# move over daddy.......



## smitty919 (Feb 16, 2007)

my little girl has been asking to build a plug i would say sure someday.
well after she ask for the 100th time i said fine come on.
i gave her a quick how to on the air brush and she said im ready daddy.
i was ready for a huge mess of paint all over so had the paper towels ready lol.
to make things harder she says i want to do the lines on the plug like you do "gills" ohhh boy ok give it a shot.
when i tell ya she did great i mean it take a look.
im proud of her like you cant believe .
this will be the go to plug in my bag.


----------



## cygnus-x1 (Oct 12, 2005)

Very nice !!!
May I ask how old she is? That is perty work!


----------



## smitty919 (Feb 16, 2007)

she will be 9 in a few days


----------



## sprtsracer (Apr 27, 2005)

NEVER underestimate your children! I think they are all smarter than me! Ain't kids grand??? Encourage them, bolster them, and help them. They are our future! Congratulations, Smitty, on raising a great daughter! One of the best moments in your life will be when SHE catches something on that lure that SHE made! Let her have at it!!!


----------



## fishinmama (Oct 14, 2006)

i am impressed--very impressed! WOW! a signed original -- maybe you better hold on to that lure - it may be worth something someday, just think if that is her very first effort, imagine what she might do!


----------



## smitty919 (Feb 16, 2007)

lol you guy are not helping me now she seems to think se is better than me.
i had to send her to bed just cant take it any more lol lol lol.
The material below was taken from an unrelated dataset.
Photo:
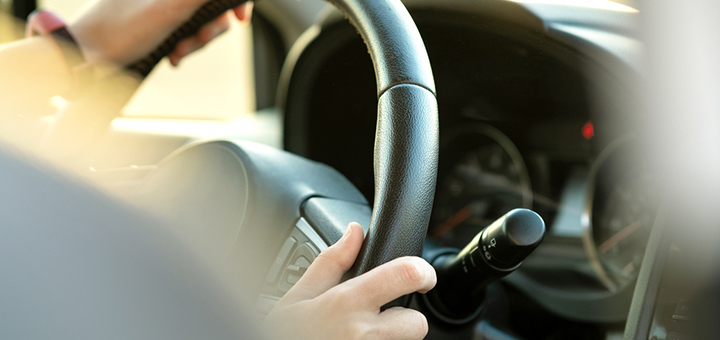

she is allready talking about her next one she wants to do hearts on it for mommy...


----------



## fishinmama (Oct 14, 2006)

sideways hearts as a scale pattern - i am liking the way this girl thinks!


----------



## smitty919 (Feb 16, 2007)

fishinmama said:


> sideways hearts as a scale pattern - i am liking the way this girl thinks!



that does sound cool lolopcorn:


----------



## lil red jeep (Aug 17, 2007)

This may not help your situation, but may do her heart some good. If that "Alyssa" original is for sale, I'll take it! Terrific work!


----------



## Fishman (Apr 23, 2000)

Perty werk. Keep sending that artiste work on to t he net for all to see.


----------



## RuddeDogg (Mar 20, 2004)

HHHMMM...........Alyssa's A+ Lures........That's a great name for a new business. Great work!!!!!!


----------